Iran and Russia’s direct support, and the collusion of the US, have provided the Assad regime with ample room to maneuver. Washington’s reluctance to push for regime change, through its continuous refusal to provide the Syrian rebels with any qualitative military aid, stopped all military and political desertions, and pushed minorities to keep quiet and adopt neutrality.

Meanwhile, as extremist foreign “muhajer” fighters continued to flock into Syria—many not even Arabs—the initial identity of the uprising gradually started to change, and its aims almost buried. On the other hand, patriotic rebels and opposition figures began to feel frustrated and let down by the international community, which seemed to be punishing them simply because they were moderate, and sought a free, independent and democratic Syria in which all its citizens can enjoy freedom, dignity and justice.
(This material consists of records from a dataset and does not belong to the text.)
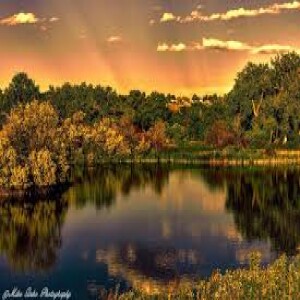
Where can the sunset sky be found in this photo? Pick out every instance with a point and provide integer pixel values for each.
(177, 46)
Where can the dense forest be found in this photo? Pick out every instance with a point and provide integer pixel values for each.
(44, 133)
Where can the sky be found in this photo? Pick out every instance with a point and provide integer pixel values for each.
(177, 46)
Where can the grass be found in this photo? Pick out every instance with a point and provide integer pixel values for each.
(280, 280)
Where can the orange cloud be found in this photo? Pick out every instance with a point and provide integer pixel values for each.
(212, 43)
(20, 18)
(114, 39)
(25, 18)
(196, 15)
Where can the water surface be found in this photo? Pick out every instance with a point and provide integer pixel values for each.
(147, 227)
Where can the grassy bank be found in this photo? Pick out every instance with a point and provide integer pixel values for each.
(280, 280)
(198, 154)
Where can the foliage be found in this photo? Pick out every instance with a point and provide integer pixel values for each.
(280, 280)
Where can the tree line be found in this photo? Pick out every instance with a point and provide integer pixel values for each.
(43, 133)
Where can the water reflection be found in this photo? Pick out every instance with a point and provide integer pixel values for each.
(151, 225)
(100, 186)
(30, 233)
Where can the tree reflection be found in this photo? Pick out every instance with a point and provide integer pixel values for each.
(30, 233)
(265, 205)
(101, 186)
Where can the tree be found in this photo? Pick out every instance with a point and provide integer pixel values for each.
(157, 136)
(21, 90)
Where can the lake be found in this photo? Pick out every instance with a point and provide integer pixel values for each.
(148, 227)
In normal circumstances, the two military airbases in Tha’aleh and Khukhuleh—also in Sweida province—should be wrested from the regime, more so since the regime re-equipped them for use against the rebels as well as the towns and villages in the Hawran and Quneitra regions. However, the failure of naïve as well as dubious pronouncements to differentiate liberating two airbases and “conquering Sweida”—implying punishment and revenge—only a few hours after the Qalb Lozeh massacre, was indeed a bad mistake.
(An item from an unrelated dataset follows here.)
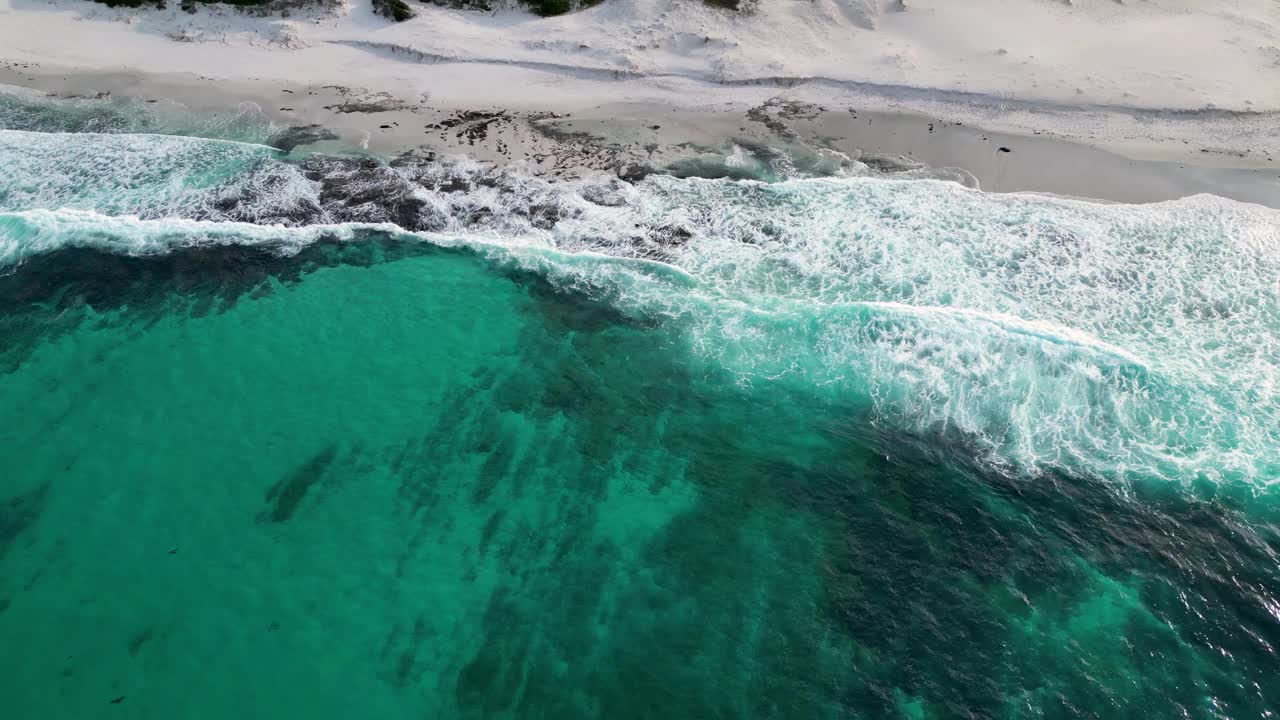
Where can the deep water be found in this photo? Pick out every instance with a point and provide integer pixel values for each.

Immediately, the regime seized the opportunity. A few days after failing in its attempt to withdraw its heavy weapons from the province—thus making it vulnerable to the encroaching ISIS threat—the regime suddenly decided to send reinforcements to the Tha’aleh Airbase—as a punishment to the families of 27,000 young Druze men who refused to serve in the army.

What will happen in Hawran next will surely determine where Syria’s uprising is heading. The people of Sweida, and the Druze elsewhere, are not gambling on protection provided by Assad and his backers; but it is very much in the interests of the Druze and all constituent communities of Syria that the uprising goes back to its original political aim, and get rid of those seeking to classify the Syrian people into different categories and take turns in vetting their faith and patriotism.
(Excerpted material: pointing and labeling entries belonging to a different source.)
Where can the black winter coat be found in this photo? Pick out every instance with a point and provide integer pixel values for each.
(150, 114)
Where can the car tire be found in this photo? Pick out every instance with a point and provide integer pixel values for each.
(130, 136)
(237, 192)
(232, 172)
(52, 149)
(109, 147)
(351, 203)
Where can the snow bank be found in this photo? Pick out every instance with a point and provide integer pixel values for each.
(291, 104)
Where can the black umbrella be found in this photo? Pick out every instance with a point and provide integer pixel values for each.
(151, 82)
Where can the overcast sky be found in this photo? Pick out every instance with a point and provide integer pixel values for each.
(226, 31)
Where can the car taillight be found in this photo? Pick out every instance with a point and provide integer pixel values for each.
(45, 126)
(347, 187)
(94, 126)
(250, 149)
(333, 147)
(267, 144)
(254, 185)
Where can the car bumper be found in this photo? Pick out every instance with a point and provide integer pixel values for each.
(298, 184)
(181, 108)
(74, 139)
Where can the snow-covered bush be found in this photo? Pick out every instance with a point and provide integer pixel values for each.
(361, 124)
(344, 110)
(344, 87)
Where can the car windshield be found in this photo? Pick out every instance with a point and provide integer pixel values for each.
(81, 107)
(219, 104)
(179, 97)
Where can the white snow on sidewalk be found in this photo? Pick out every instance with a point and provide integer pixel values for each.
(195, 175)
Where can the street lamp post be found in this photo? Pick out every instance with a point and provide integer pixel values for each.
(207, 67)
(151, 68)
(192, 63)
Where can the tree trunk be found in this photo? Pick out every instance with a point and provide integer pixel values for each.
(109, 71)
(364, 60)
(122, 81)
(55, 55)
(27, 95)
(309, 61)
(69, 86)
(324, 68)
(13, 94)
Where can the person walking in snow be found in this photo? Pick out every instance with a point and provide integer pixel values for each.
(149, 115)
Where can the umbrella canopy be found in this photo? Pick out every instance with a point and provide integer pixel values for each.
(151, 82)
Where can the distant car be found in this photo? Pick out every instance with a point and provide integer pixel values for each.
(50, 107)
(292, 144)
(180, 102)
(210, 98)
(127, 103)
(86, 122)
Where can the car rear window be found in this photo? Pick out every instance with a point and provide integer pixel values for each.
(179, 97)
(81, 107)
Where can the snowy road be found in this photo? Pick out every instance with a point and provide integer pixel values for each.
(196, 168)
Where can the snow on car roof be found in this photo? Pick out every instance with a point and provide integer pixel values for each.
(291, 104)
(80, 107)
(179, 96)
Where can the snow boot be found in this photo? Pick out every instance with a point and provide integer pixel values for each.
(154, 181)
The world has insistently disregarded the suffering of Syria even before it fell prey to terrorism, so how can we expect it to behave when it has become a hotbed of terrorism?

Moreover, if we are calling on the whole world today to take notice and react to the plight of the Rohingya Muslims in Myanmar, how can we remain silent while an inclusive Syrian homeland, that rises above sectarianism and tribalism, is under threat?